US BNPL regulation debate intensifies with trade body lawsuit

Hand turns dice and changes the expression 'buy now pay now' to 'buy now pay later'.
Editorial credit: FrankHH / Shutterstock.com

The Financial Technology Association (FTA) is pushing back against new US regulations on “pay-in-four” buy now, pay later (BNPL) products.

In its lawsuit, the fintech trade body claims the Consumer Financial Protection Bureau’’s (CFPB) final interpretive rule is rushed, legally oversteps its authority, and could lead to confusion for consumers.

Earlier this year, the CFPB classified all BNPL lenders as credit card providers, meaning users will be subject to the same legal protections and rights as traditional credit card holders. 

Under these regulations, the CFPB has outlined specific requirements for BNPL services, focusing on three key areas: handling dispute investigations, managing refunds for returned items or cancelled services and issuing billing statements.

In May, Swedish fintech Klarna described the decision as “baffling” and explained that the CFPB should recognise key differences between BNPL and credit cards. Klarna is one of the leading companies in BNPL, having established a dominant presence in Europe and now pursuing more market share in the US.

In support of this stance, the FTA has opened a lawsuit against the decision, hoping the CFPB will change its mind and work with the BNPL industry to create new “durable” rules for the future. 

Penny Lee, CEO and President of the FTA, commented: “Millions of Americans choose to pay in four with BNPL, and our industry welcomes regulation that fits the unique characteristics of these products without duplicating existing rules and protections. 

“We share the Bureau’s goal of promoting consumer health and well-being and are committed to working with the CFPB and other regulators to craft durable rules for the future that fit the unique nature of pay-in-four BNPL products and strengthen protections that these products already provide to consumers.

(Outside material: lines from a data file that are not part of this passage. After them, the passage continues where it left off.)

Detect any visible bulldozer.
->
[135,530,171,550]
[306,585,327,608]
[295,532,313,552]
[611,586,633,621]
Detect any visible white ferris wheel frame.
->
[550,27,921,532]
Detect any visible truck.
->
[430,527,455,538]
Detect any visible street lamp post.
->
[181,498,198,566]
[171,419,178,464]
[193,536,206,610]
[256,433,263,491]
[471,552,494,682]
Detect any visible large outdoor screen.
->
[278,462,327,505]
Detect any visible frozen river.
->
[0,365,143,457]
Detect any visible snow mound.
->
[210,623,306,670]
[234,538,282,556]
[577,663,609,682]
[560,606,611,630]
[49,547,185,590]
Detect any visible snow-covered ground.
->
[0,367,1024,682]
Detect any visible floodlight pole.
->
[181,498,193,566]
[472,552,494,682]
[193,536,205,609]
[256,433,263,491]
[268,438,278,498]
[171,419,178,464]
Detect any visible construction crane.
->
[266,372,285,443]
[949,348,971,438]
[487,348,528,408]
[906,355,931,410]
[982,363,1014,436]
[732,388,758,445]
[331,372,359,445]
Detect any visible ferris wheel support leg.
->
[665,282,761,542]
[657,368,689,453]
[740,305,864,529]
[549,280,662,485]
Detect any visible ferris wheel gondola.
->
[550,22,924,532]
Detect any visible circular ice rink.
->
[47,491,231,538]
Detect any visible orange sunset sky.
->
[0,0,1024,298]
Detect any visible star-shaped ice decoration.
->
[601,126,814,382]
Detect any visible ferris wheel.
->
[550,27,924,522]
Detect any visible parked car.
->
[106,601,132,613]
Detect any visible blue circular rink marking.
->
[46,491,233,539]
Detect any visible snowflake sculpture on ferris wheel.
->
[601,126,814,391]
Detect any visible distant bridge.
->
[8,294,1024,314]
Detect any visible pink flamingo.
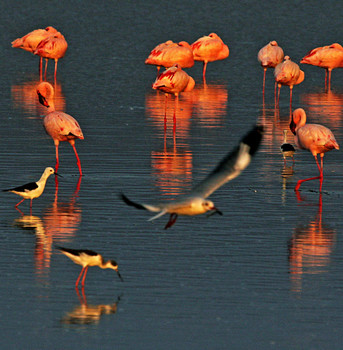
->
[191,33,229,80]
[34,32,68,80]
[11,27,57,72]
[145,40,194,73]
[152,63,195,131]
[37,82,84,176]
[274,56,305,113]
[257,40,284,96]
[300,43,343,89]
[289,108,339,192]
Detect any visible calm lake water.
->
[0,0,343,349]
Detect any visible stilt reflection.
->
[288,192,336,293]
[61,289,122,325]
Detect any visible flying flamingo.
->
[11,27,57,72]
[37,82,84,175]
[274,56,305,114]
[257,40,284,96]
[300,43,343,89]
[289,108,339,192]
[152,63,195,131]
[191,33,229,80]
[145,40,194,73]
[34,32,68,80]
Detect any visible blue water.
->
[0,1,343,349]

“Unfortunately, the CFPB’s rushed interpretive rule falls short on multiple counts, oversteps legal bounds, and risks creating confusion for consumers.”

Lee noted that the CFPB is attempting to fundamentally change the regulatory treatment of pay-in-four BNPL products without following proper procedures, exceeding its authority, and acting unreasonably. She stressed that the CFPB’s attempt to impose credit card regulations on pay-in-four products demonstrates a basic misunderstanding of BNPL.

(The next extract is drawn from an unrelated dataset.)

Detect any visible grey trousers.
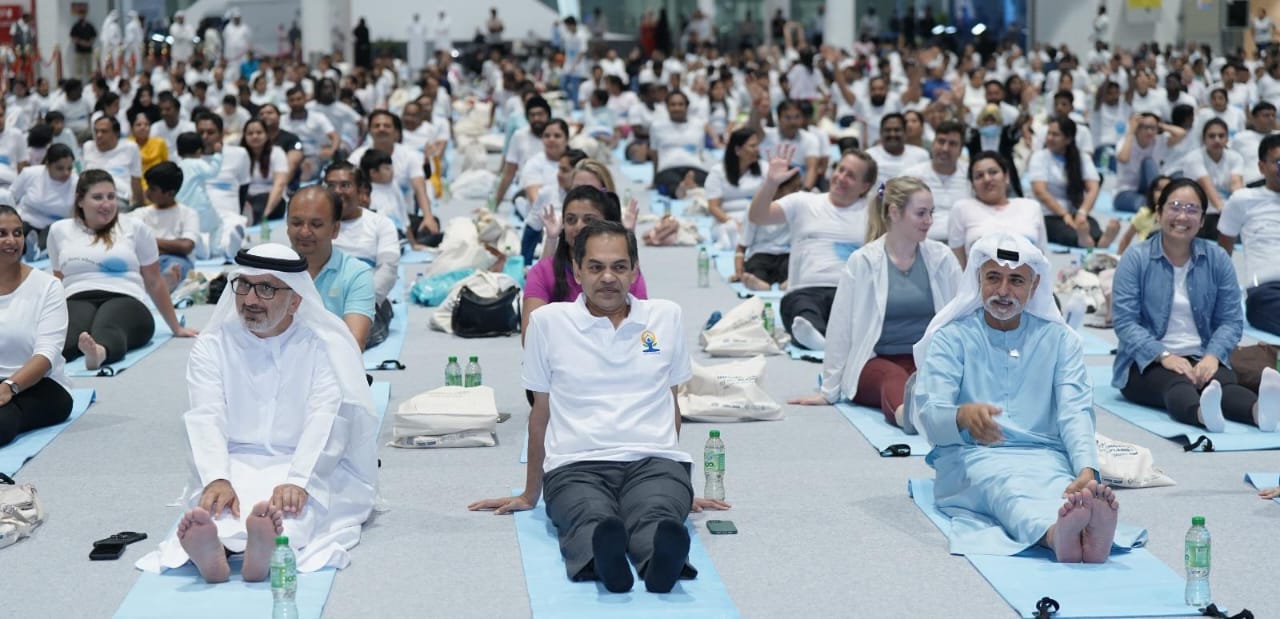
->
[543,458,698,581]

This was also the viewpoint of Klarna in May, which compared credit cards and BNPL to “orange and apples”. 

BNPL has become a popular payment choice for consumers globally, offering benefits like zero interest on outstanding balances, no compounding interest and the ability to pause accounts if payments are missed.

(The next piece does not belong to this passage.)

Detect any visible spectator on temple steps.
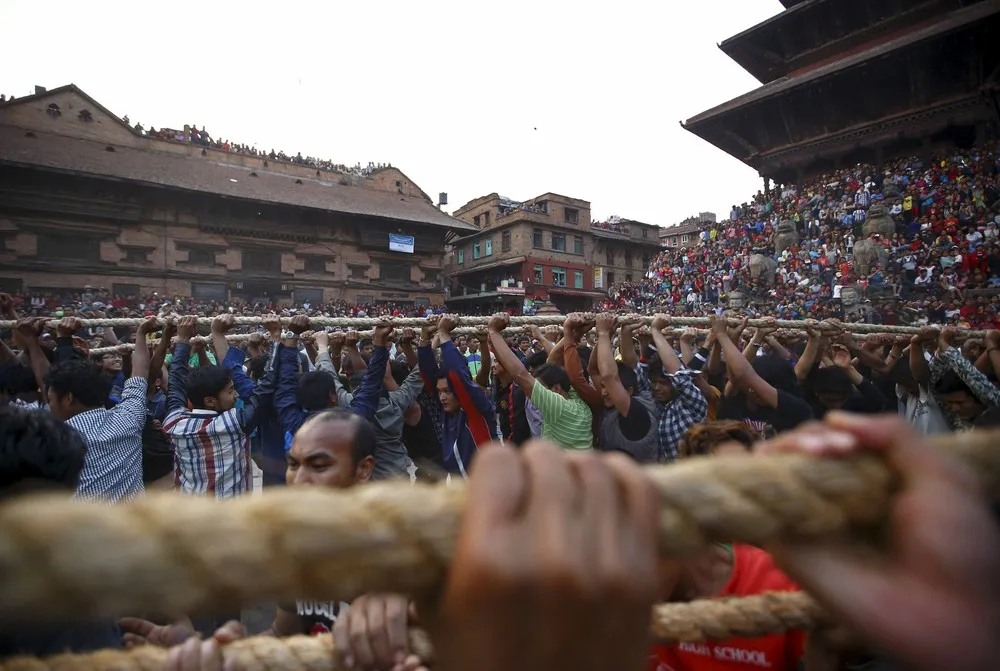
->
[45,318,157,503]
[417,315,498,478]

However, the sector has operated without regulation for a long time, although this is beginning to change. Concerns have also been raised by some regulators and policymakers about the potential to drive indebtedness.

Last week, HM Treasury announced new rules for BNPL in the UK and launched a consultation to enhance consumer protection. These changes will require the Financial Conduct Authority (FCA) to implement affordability rules in the BNPL sector.

In contrast to the US, the new UK rule changes have been welcomed. Michael Saadat, International Head of Public Policy at Clearpay, expressed support for the regulations while money-saving expert Martin Lewis praised the announcement on X (Twitter). The US could consider adopting similar rules to the UK’ within its own framework to find a middle ground with the sector.

Lee concluded: “Lasting regulation must be grounded in existing statutory procedures and provide the public with an adequate opportunity to participate in the formulation of those rules. 

“We urge the CFPB to withdraw its interpretive rule and engage in an appropriate process to determine how best to regulate pay-in-four products.”